Setelah makan, mereka berpamitan karena tujuan mereka jelas berbeda. Reza dan Melissa ke kiri sementara Delon dan Tania ke kanan. Melissa sempat bertukar nomor dengan Tania, entah untuk apa, Reza sebenarnya tidak begitu suka saat Melissa bersikap hangat pada mereka.
Reza segera menarik tangan Melissa untuk berjalan lebih cepat. Melissa segera menepis tangan Reza. “Kamu kenapa?” tanya Melissa.
“Kamu tanya aku kenapa?” Reza mencoba meredam kemarahannya. “Berapa banyak kebohongan yang kamu katakan pada mereka?”
Melissa tertawa. “Nggak masalah, biasa aja,” ucapnya sembari mempercepat langkahnya.
“Apa kamu bilang?” Reza membulatkan mata. “Biasa?” Dia segera mengejar Melissa. “Mel?”
“Kamu dengar, Za. Aku cuma bantuin kamu. Biar mereka tahu kalau kamu sebenarnya udah move on, kamu udah nggak lagi mikirin Tania.”
“Ya aku emang udah nggak mikirin dia, tapi--”
“Tapi apa?” Melissa memperlambat langkahnya. “Jangan-jangan kamu masih ada hati sama dia, iya?”
“Nggaklah,” elak Reza. “Cuma aku nggak suka, kenapa kamu harus bohong?”
Seketika Melissa menghentikan langkahnya. “Kenapa nggak suka, kamu malu punya calon istri kayak aku, emang aku kurang apa?”

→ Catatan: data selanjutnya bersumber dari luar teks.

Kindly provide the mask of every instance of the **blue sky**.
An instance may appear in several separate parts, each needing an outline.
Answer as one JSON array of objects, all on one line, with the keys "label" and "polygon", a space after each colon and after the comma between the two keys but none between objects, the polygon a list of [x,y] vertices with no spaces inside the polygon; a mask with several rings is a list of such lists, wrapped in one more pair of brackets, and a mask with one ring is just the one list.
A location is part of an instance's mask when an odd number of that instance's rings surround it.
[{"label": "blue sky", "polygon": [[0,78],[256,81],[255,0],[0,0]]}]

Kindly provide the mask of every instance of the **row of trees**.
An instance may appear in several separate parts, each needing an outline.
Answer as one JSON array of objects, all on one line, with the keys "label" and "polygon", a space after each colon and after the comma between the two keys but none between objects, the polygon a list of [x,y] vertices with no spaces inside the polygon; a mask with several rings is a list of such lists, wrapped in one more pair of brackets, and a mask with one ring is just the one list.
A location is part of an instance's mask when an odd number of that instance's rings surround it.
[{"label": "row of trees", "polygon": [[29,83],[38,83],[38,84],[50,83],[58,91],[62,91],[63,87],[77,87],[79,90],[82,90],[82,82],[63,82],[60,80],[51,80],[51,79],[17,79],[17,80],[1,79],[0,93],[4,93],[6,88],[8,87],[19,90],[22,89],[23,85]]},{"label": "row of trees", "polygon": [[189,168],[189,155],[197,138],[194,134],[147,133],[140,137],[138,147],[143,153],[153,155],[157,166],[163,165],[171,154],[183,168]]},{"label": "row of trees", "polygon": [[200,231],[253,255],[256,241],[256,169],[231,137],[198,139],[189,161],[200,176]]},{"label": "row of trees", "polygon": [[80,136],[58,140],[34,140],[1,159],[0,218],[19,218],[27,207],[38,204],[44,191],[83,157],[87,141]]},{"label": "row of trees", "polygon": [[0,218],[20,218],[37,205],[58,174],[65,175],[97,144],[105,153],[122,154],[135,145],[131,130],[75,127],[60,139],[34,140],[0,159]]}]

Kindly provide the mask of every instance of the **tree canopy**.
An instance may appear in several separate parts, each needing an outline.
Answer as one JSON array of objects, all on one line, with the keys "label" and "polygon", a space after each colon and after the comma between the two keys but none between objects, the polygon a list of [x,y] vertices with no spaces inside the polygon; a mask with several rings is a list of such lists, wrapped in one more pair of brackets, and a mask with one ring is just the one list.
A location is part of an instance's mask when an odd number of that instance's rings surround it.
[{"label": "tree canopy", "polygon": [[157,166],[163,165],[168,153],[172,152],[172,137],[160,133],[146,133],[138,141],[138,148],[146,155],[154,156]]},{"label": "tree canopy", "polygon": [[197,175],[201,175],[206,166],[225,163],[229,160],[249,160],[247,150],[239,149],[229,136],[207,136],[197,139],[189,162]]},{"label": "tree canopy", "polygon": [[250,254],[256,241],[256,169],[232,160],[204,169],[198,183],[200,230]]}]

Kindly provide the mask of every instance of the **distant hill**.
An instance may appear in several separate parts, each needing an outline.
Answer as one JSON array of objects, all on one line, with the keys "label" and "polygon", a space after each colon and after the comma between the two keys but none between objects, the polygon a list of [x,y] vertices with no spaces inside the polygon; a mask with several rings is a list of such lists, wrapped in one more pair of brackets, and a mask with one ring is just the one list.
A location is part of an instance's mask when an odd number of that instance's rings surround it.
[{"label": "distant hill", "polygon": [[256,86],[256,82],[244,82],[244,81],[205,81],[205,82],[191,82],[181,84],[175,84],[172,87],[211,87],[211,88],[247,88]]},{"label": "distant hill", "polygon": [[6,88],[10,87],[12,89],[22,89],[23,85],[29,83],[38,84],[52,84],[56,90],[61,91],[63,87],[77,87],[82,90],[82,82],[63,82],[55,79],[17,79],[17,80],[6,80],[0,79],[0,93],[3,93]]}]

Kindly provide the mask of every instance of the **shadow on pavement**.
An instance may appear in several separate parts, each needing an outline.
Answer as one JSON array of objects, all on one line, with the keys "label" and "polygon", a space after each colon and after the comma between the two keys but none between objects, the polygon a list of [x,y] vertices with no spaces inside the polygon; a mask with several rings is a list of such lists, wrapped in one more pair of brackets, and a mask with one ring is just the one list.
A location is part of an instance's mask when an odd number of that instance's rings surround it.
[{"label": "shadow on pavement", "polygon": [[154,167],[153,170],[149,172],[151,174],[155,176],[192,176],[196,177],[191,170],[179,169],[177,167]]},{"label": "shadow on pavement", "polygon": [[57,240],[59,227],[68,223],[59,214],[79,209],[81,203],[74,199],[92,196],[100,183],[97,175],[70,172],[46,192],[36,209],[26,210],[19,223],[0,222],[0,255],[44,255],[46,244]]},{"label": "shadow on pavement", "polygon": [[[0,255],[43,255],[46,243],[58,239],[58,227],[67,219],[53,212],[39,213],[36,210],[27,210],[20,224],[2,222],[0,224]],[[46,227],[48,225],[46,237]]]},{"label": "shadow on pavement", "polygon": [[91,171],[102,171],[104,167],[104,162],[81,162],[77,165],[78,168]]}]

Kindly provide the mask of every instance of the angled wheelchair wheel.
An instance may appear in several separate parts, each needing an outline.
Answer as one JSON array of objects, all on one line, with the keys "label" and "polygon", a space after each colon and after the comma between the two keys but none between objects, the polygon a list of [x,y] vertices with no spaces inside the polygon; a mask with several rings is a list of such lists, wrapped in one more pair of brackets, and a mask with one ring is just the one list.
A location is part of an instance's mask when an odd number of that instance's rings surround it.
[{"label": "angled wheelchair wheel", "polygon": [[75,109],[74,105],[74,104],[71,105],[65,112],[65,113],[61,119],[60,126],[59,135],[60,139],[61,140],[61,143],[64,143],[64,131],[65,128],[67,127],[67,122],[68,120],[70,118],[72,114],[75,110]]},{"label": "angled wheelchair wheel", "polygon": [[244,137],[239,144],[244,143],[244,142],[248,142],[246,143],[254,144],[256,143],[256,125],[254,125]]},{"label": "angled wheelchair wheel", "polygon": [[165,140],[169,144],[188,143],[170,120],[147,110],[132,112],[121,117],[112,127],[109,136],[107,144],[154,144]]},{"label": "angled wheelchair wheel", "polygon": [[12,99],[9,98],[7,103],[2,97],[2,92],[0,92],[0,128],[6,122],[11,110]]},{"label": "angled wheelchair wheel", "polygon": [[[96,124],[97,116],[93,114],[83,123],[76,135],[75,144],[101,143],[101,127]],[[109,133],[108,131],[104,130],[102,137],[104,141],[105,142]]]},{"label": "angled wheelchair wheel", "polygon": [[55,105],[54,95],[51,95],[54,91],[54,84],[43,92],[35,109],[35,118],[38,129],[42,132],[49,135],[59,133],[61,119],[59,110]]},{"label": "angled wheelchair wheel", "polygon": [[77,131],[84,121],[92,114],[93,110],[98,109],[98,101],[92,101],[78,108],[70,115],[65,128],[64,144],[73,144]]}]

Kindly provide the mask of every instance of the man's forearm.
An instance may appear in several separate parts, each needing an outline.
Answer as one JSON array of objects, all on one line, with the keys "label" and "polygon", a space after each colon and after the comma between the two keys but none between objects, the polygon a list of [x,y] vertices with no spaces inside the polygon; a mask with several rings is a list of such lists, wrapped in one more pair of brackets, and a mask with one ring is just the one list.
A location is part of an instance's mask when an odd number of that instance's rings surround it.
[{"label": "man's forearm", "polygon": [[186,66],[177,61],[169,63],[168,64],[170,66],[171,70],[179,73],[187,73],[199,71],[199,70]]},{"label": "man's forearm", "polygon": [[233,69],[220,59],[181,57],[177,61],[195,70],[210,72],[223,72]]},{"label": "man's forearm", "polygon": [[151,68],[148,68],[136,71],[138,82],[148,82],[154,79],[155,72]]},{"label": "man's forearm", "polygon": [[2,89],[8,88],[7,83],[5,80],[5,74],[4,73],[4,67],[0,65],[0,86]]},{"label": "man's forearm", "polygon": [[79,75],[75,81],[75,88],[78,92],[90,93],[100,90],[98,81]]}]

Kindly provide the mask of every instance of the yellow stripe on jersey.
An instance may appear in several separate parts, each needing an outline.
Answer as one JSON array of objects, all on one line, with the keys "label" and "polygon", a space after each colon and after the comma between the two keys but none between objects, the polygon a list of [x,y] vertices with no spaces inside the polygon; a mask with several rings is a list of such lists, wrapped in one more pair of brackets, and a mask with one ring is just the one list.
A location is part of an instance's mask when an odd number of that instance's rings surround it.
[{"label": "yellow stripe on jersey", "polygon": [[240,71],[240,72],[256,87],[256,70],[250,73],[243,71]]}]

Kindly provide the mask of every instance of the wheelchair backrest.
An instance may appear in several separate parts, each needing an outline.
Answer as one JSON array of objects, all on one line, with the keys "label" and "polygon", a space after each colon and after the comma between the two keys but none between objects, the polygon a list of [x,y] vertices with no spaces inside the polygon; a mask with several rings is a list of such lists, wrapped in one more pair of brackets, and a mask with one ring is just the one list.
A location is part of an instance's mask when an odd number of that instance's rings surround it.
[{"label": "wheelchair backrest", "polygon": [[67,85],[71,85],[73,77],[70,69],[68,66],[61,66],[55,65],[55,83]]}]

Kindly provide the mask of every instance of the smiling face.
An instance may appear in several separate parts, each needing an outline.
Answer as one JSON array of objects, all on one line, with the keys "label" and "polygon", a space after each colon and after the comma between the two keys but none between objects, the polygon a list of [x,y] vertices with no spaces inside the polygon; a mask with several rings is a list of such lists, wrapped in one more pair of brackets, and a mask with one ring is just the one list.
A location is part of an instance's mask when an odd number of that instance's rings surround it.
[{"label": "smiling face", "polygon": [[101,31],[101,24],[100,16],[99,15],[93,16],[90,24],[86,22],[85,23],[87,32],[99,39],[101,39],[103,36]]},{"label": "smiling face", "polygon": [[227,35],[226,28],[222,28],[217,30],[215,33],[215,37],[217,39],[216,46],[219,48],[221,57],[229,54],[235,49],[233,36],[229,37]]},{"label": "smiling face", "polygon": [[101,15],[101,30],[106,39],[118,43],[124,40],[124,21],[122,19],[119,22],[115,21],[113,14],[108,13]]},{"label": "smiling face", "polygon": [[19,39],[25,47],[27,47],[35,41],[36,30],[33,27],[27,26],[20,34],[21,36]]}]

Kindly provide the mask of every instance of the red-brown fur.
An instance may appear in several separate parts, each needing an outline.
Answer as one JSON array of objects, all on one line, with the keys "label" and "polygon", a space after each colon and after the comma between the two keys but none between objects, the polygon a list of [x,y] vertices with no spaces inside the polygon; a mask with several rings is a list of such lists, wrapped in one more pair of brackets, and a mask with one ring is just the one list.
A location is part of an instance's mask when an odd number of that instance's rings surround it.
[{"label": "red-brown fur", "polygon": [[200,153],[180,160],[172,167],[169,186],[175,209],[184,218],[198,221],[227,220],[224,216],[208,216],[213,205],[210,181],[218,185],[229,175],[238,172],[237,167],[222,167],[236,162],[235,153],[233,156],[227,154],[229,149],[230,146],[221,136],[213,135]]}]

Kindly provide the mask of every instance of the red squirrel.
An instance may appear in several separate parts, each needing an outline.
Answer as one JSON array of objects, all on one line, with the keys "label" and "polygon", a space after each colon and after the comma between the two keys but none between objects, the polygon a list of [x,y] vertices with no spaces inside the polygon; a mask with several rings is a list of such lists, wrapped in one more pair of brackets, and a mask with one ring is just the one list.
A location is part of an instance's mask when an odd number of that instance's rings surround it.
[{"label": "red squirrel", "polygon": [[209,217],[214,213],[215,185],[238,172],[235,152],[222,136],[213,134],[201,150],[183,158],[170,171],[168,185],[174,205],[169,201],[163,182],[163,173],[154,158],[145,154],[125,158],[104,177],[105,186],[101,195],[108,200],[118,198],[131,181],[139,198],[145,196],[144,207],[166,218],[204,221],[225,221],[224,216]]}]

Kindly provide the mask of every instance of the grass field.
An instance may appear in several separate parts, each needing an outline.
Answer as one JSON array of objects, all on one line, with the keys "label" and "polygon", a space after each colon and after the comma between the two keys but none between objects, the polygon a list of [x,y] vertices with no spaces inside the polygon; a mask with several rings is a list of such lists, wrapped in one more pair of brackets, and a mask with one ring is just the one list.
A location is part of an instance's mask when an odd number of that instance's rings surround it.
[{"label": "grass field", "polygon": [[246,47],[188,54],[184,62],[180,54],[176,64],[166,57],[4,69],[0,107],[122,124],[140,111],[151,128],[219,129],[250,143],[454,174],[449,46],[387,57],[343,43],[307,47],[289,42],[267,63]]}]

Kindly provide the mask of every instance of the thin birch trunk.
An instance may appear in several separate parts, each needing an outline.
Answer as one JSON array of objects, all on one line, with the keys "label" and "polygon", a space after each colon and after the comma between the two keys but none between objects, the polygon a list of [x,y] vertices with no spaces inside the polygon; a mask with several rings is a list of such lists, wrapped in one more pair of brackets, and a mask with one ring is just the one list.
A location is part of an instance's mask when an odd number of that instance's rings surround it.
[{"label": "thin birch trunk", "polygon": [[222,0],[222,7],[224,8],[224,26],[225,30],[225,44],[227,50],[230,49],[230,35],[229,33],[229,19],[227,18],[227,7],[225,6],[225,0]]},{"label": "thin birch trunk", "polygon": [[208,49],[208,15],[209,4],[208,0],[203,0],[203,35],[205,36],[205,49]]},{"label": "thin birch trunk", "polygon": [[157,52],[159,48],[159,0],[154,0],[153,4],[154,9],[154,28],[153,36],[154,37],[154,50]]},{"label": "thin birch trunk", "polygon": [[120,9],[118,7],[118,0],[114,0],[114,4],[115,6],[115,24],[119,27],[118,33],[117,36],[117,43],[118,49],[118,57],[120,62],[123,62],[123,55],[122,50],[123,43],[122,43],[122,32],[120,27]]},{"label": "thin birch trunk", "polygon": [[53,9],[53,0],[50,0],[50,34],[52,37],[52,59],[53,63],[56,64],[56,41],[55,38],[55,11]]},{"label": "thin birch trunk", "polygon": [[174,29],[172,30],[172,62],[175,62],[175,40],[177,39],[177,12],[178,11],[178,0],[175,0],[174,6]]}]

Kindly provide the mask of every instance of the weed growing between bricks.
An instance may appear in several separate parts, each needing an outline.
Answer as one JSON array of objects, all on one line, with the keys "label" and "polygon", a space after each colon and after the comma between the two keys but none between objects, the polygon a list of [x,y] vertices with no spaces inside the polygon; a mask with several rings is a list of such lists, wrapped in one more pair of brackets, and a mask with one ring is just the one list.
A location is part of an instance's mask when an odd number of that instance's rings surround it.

Reza tergemap. Dia memang tidak bodoh, namun, dia tidak ingin besar kepala dengan mengira kalau itu adalah kode keras dari Melissa untuk segera memperistrinya.
Kemudian terdengar tawa renyah Melissa. “Kamu terlalu serius,” ucap Melissa sembari merangkul lengan Reza dan mengajaknya kembali berjalan.
Reza benar-benar kehilangan harga diri. Sungguh dia tidak ingin terjerat permainan Melissa, dia tidak tahu seperti apa Melissa sebenarnya, apakah wanita itu berbisa seperti kobra atau tidak.
Wanita itu masuk ke tempat peralatan bayi. “Papa mau nyumbang apa untuk Biru?” tanya Melissa manja sembari menyenggol bahu pria itu.
Jantung Reza mencelus, sialnya dia kembali melihat Tania dan Delon. Reza segera menarik tangan Melissa untuk bersembunyi.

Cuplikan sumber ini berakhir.